Według NASK (Naukowa i Akademicka Sieć Komputerowa) domeny służyły do rozpowszechniania i zarządzania wirusem Virut. Akcja miała na celu ochronę internautów przed atakami DDoS, spamem, kradzieżą danych. Uniemożliwiono kontynuowanie nielegalnych działań – zapewnił instytut. Była to największa tego rodzaju operacja przeprowadzona w naszym kraju.

– To pierwszy przypadek, gdy podjęliśmy decyzję o zaprzestaniu utrzymywania nazw w domenie .pl. Zadecydowała skala zjawiska i zagrożenie jakie niosło ono dla wszystkich użytkowników Internetu. W takiej sytuacji odmówiliśmy świadczenia usług – komentują przedstawiciele instytutu badawczego NASK.

NASK pełni rolę krajowego rejestru nazw internetowych w domenie ’.pl’. Podlega Ministerstwu Nauki i Szkolnictwa Wyższego. W ramach instytutu działa zajmujący się bezpieczeństwem zespół CERT Polska (Computer Emergency Response Team).

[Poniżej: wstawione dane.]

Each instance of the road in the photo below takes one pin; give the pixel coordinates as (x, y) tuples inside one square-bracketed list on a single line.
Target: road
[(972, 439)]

CERT ustalił, że w 2012 roku odnotowano w Polsce 890 tys. zgłoszeń adresów IP zainfekowanych Virutem (pierwsze stwierdzono w 2006 r.). Według szacunków NASK, potwierdzanych przez dane Symanteka, botnety kontrolowane przez Virut składają się obecnie z około 300 tys. urządzeń. Według Kaspersky’ego w III kw. 2012 r. Virut został wykryty u 5,5 proc. użytkowników i zajął 5. miejsce wśród najpopularniejszych wykrytych wirusów.

Vitur rozpowszechnia się m.in. poprzez luki w przeglądarkach. Do zarażenia może dojść po wejściu na zainfekowaną stronę WWW. NASK stwierdził, że głównymi źródłami wirusa były domeny zief.pl oraz ircgalaxy.pl, które pełniły funkcję centrów sterujących komputerami-zombie, wysyłały rozkazy ataku. W ub. roku pojawiły się kolejne domeny .pl, które miały te same zadania. Przyczyniały się także do rozpowszechniania złośliwych programów, m.in. Palevo i Zeusa. Część domen sterujących botnetem nadal znajduje się jednak poza granicami Polski.